A few sheets to the wind
January 9, 2013
My annoyance level is keeping me from writing anything that I was hoping to earlier in the day. I can't wait for peace and quiet at the end of my day. It's one of the things that I truly miss about my life. When I lived on my boat it was quite cramped for most people's standards. It had all the basic necessities to function day to day. Though it had a toilet I elected to use the marina's facilities since the idea of storing sewage on the boat never quite appealed to me. A cool service at the marina was a weekly pump out if need be. There were nights when I'd get off work and have a few hours of sunlight to kill so I'd release the lines and drift around the inlet. I can't even begin to explain the feeling of freedom, even within the harbor. Even while in the marina, it was almost sublime to sit outside with my mini weber and a cold beer listening to the pinging of halyards against the masts. I'd get the Jack Johnson playing on the stereo and do nothing but enjoy the sunset after a long day at work. I even sprung for a cheap hammock to hang on the front of the boat. My spot in the marina lines up perfectly with the sun during the day and I had a perfect view of the sunset every night. The gentle rocking throughout the night made for beautiful sleep. The only real frustrations was during a windstorm when the halyards and lines would work loose and reverberate throughout the hull as they swung against the mast and stays. The occasional seagull dropping a mussel in the cockpit wasn't a nice way to wake up either. I would do anything to be able to live that life again. Oh wait, I can! Except I'm holding out for something a little better. I'm sacrificing the good for the great. I've offered to share the experience with a few people. I guess I'm simply at a different spot in my life where I appreciate this kind of thing more so than others. If I find myself forty years down the road without a family, I know what kind of life I'll live and be perfectly OK with it.

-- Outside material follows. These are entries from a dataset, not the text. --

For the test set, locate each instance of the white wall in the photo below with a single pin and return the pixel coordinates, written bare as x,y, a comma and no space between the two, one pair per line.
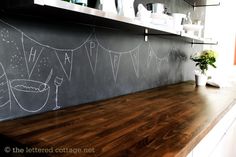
220,24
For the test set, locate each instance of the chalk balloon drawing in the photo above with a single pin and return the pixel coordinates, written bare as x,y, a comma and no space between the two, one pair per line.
24,91
57,82
4,87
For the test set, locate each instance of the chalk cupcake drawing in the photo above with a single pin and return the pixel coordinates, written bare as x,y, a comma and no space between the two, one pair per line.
4,88
27,91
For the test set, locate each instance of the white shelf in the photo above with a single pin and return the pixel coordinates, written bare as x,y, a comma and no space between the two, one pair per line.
91,16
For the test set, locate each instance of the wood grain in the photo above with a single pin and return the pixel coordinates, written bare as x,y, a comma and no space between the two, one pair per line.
161,122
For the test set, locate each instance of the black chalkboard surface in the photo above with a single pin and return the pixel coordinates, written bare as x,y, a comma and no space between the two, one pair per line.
47,65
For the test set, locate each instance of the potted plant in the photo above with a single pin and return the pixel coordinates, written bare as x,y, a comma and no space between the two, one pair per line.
203,60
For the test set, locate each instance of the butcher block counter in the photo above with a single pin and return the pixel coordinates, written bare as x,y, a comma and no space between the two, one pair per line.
161,122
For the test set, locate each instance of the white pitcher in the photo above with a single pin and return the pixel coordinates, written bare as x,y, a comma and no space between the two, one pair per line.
107,6
126,8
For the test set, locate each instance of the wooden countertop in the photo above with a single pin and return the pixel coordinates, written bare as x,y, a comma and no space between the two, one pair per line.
161,122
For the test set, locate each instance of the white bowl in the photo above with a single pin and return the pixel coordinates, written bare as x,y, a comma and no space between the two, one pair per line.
192,27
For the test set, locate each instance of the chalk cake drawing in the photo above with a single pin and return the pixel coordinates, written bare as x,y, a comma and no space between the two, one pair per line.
32,52
24,90
66,61
135,60
115,63
57,82
5,96
92,52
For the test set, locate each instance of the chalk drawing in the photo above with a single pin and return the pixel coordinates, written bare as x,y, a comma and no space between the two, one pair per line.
115,63
5,96
149,58
24,90
32,52
92,52
57,82
135,60
66,61
5,35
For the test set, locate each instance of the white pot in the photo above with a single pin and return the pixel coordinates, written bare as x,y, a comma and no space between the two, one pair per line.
200,79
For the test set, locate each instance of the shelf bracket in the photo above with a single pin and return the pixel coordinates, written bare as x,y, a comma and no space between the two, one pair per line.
146,34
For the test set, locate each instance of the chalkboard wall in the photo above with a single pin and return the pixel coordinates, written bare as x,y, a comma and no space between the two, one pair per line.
46,65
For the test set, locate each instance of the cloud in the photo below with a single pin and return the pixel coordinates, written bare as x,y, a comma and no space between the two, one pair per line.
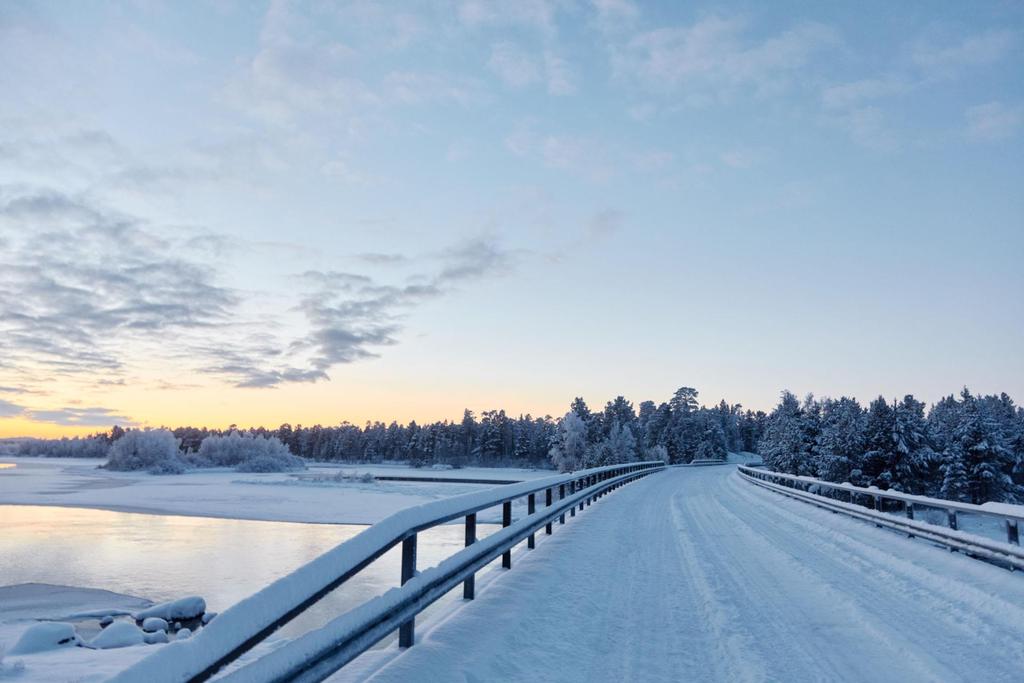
378,258
604,223
349,316
81,417
994,121
513,66
713,57
614,14
536,14
855,93
9,410
560,77
867,126
518,69
78,281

It'd be too easy for me to become a drifter. Money is nice, however it's done nothing but cause problems in my life. There was a couple moored next to me for a few months that had spent a few years sailing in the Caribbean. How cool would that be! Someday I wouldn't mind finding the right person that could bear living at sea for a few months. It's an excellent prelude to having a much more fulfilling life instead of wading through the shit that most of us put up with day in and day out. Until then, I'll try to finish what I started. I want to leave here with minimal 'things' to allow me to build a foundation that I actually feel good about.